The final round of CTF 2.0 was brute-force and consisted of a password verification server and four chunk verification servers. When a client connected to the password verification server to check a password, it split the password into chunks, connected to each of the chunk servers in sequence until one of them rejects the chunk. At that point, the password server sends a response to the client, and POSTs the same response to a set of webhooks. The solution took advantage of the server using sequential port numbers to send requests from, so the more correct chunks, the more port numbers were used. Webhooks were leveraged to check how many connections were made, by remembering the ports that they were sent from.
I did my best to crowdsource a list of Level 8 solvers, though if yours isn't on the list, please add it! Python was definitely the most popular language, while Google Go and Ruby share a much lower (and close) second place. A few poor souls attempted solutions in PHP and Assembly, and if you throw in C[++] and Perl, that's basically all of the languages that were submitted as of when I wrote this post.
The Stripe CTF servers were getting hit hard for most of the event, and hence were very slow. I decided to try running my own server to run against. I'm not a Python guy, though, so I decided to try writing my own password server instead (also partially because of lulz). I'll blog more on that project, FlagServ, in a later post.

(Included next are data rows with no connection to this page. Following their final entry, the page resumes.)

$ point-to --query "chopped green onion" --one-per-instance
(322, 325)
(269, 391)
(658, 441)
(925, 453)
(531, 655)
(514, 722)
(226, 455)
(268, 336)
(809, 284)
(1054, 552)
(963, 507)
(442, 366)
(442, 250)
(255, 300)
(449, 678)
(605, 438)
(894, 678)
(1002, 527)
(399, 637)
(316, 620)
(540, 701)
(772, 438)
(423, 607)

All of the faster implementations did basically the same thing, except some tried from 000, 001, 002 . . . up to 999, while others picked a sequence of random numbers to test. Neither of those algorithms had and real advantage over the other, as it basically becomes a lottery as the speeds that our scripts ran.

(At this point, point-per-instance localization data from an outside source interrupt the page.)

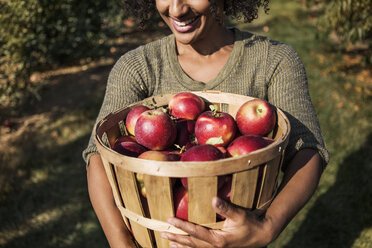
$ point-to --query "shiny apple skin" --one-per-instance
(217, 129)
(186, 105)
(155, 130)
(131, 119)
(256, 117)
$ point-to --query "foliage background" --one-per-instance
(54, 61)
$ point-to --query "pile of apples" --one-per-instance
(187, 131)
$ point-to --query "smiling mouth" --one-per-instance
(187, 22)
(185, 26)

Network lag is what kept the solvers from going mind-numbingly fast. A script running from localhost against FlagServ can capture a reasonable flag within a second, while remote solvers tend to take a minute or two to run. Thus, persistent connections and pipelining were huge pluses to quickly brute-forcing a flag. The other thing that mattered -- and the part requiring the most testing and thinking -- is reducing the number of requests that you need to make in order to accept or reject a certain choice. The port numbers returned don't always line up perfectly, as other things on the server use sockets. I recreated this so-called "jitter" in my custom level8 server using some calls to rand() to keep things interesting. Some scripts just check each possibility 5 or 10 times and see how many of the tries look good or bad. Though reliable, such a setup is not good at all for speedruns.

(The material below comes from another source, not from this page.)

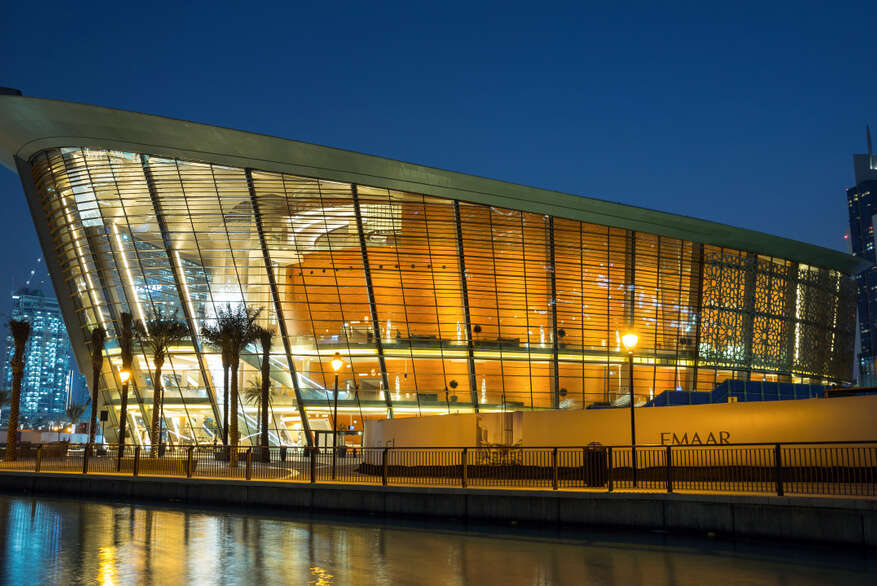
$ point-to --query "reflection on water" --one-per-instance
(60, 541)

My personal solving script (which is really slow out of the speedrun scripts, btw) handles jitter in a somewhat naïve fashion. Every number that it tries is checked up to 5 times until it equals the target port delta for no chunks correct (which is 2). If it hasn't gotten a 2 after 5 tries, then it counts the number of 3s it got: if there's 3 or more, then that is used as the correct value of the chunk. With a naïve system like that, it's very easy to skip numbers, and also possible to get false positives. Luckily, false positives are easy enough to catch when messing with deltas: you know how many chunks are right whenever you get a delta, so if less are right than you think are right, you mis-guessed somewhere.
The last chunk can be one of the fastest, depending on how the solver is implemented. If no webhooks are requested, then FlagServ becomes ridiculously fast at handling processes. Speedsolvers regularly get the last chunk in a second or two once they drop the webhook.
After you look at it the solutions a bit, there's not really many other areas that mattered when it comes to speed; as long as everything works, your limits are based almost entirely on latency, "jitter", and how many requests your algorithm needs to use to check each value.
As to how long a capture takes, that comes down to how long it takes for your script to come across the correct numbers.